His Excellency Bishop Richard Williamson of the Society of Saint Pius X has written recently that Pope Benedict XVI is reported to have expressed regrets over his role in misrepresenting the Third Secret of Fatima five years ago. I pray that this is true and not simply an unsubstantiated rumor. I pray that the current Holy Father, whose trip to Cologne thus far is turning out to be an unmitigated disaster for the Faith (and this is not even to discuss all of the shameful and shameless goings-on at World Youth Day), does indeed respond to the graces being prompted by the prayers of the millions of Catholics who are praying for him to consecrate Russia to Our Lady's Sorrowful and Immaculate Heart with all of the world's bishops. Such a conversion does not seem likely, especially in light of yesterday's events. We must, though, continue to beseech Our Lady, conscious of our own need to convert away from our vices and to make reparation for our sins on a daily basis, for what seems now to be a truly miraculous change in the heart of Pope Benedict XVI so that he will not reaffirm those outside of the Church in error but will instead be an instrument of the Triumph of Our Lady's Sorrowful and Immaculate Heart. For what we have witnessed in the past few days is not exactly taken from the Acts of Apostles.

In the meantime, therefore, we remain steadfast in prayer, penance, sacrifice, and almsgiving, understanding that the final victory does indeed belong to the Immaculate Heart and to the Sacred Heart of her Divine Son, Our Blessed Lord and Saviour Jesus Christ. May it be our singular privilege to plant a few seeds for the realization of that victory and of the ushering in of that certain period of peace foretold by Our Lady herself to Blessed Jacinta, Blessed Francisco, and Sister Lucia.
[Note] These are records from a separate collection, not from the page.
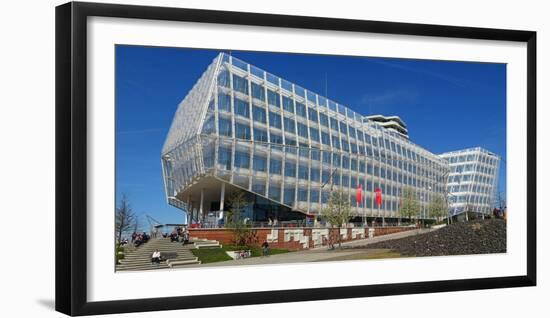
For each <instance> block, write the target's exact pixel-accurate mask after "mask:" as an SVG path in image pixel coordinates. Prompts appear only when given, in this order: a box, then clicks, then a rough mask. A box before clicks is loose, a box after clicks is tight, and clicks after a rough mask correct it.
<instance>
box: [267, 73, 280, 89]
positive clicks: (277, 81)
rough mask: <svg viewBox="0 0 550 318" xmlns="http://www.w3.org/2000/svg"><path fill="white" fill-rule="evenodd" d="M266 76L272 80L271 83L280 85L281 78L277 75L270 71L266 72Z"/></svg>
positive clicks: (277, 84) (270, 81)
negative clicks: (278, 76) (279, 79)
mask: <svg viewBox="0 0 550 318" xmlns="http://www.w3.org/2000/svg"><path fill="white" fill-rule="evenodd" d="M266 78H267V81H268V82H270V83H271V84H275V85H277V86H279V78H278V77H277V76H275V75H273V74H270V73H266Z"/></svg>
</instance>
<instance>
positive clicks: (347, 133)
mask: <svg viewBox="0 0 550 318" xmlns="http://www.w3.org/2000/svg"><path fill="white" fill-rule="evenodd" d="M340 132H341V133H342V134H344V135H346V136H347V135H348V125H346V124H344V123H340Z"/></svg>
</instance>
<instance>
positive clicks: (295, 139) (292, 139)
mask: <svg viewBox="0 0 550 318" xmlns="http://www.w3.org/2000/svg"><path fill="white" fill-rule="evenodd" d="M285 144H287V145H289V146H296V139H294V138H290V137H286V139H285Z"/></svg>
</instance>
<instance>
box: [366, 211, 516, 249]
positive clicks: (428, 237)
mask: <svg viewBox="0 0 550 318" xmlns="http://www.w3.org/2000/svg"><path fill="white" fill-rule="evenodd" d="M368 248H369V249H370V248H377V249H379V248H380V249H391V250H393V251H395V252H399V253H400V254H401V255H403V256H440V255H465V254H488V253H506V221H504V220H500V219H489V220H479V221H470V222H466V223H454V224H451V225H448V226H446V227H444V228H441V229H439V230H437V231H434V232H430V233H425V234H421V235H417V236H410V237H406V238H402V239H396V240H390V241H385V242H380V243H374V244H371V245H369V246H368Z"/></svg>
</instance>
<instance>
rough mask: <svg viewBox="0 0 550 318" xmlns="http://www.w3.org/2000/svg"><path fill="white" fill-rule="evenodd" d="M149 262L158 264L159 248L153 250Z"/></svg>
mask: <svg viewBox="0 0 550 318" xmlns="http://www.w3.org/2000/svg"><path fill="white" fill-rule="evenodd" d="M151 264H152V265H156V266H158V265H160V252H159V250H155V251H154V252H153V255H152V256H151Z"/></svg>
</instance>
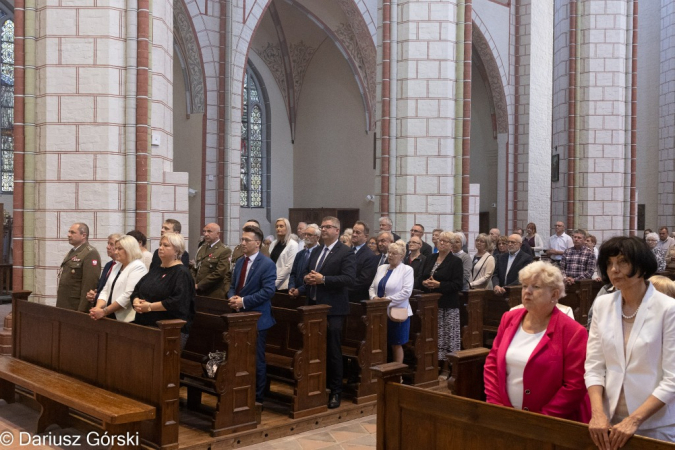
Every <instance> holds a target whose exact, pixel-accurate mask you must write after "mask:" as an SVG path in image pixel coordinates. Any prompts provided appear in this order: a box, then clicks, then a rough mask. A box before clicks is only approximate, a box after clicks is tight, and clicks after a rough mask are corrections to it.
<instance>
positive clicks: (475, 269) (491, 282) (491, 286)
mask: <svg viewBox="0 0 675 450" xmlns="http://www.w3.org/2000/svg"><path fill="white" fill-rule="evenodd" d="M471 263H472V266H473V267H472V269H471V280H470V281H469V288H470V289H492V274H493V273H494V271H495V258H494V256H492V251H491V249H490V238H489V237H488V235H487V234H485V233H481V234H479V235H478V236H476V254H475V255H474V256H473V260H472V261H471Z"/></svg>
Immaculate Heart of Mary, pray for us.

Saints Peter and Paul, pray for us.

Saint Vincent Ferrer, pray for us.

Saint Charles Borromeo, pray for us.

Saint Robert Bellarmine, pray for us.

Saint Ignatius of Loyola, pray for us.

Saint Josaphat, pray for us.

Saint Edmund Campion and all of the English Martyrs, pray for us.

Saint Isaac Jogues and all of the North American Martyrs, pray for us.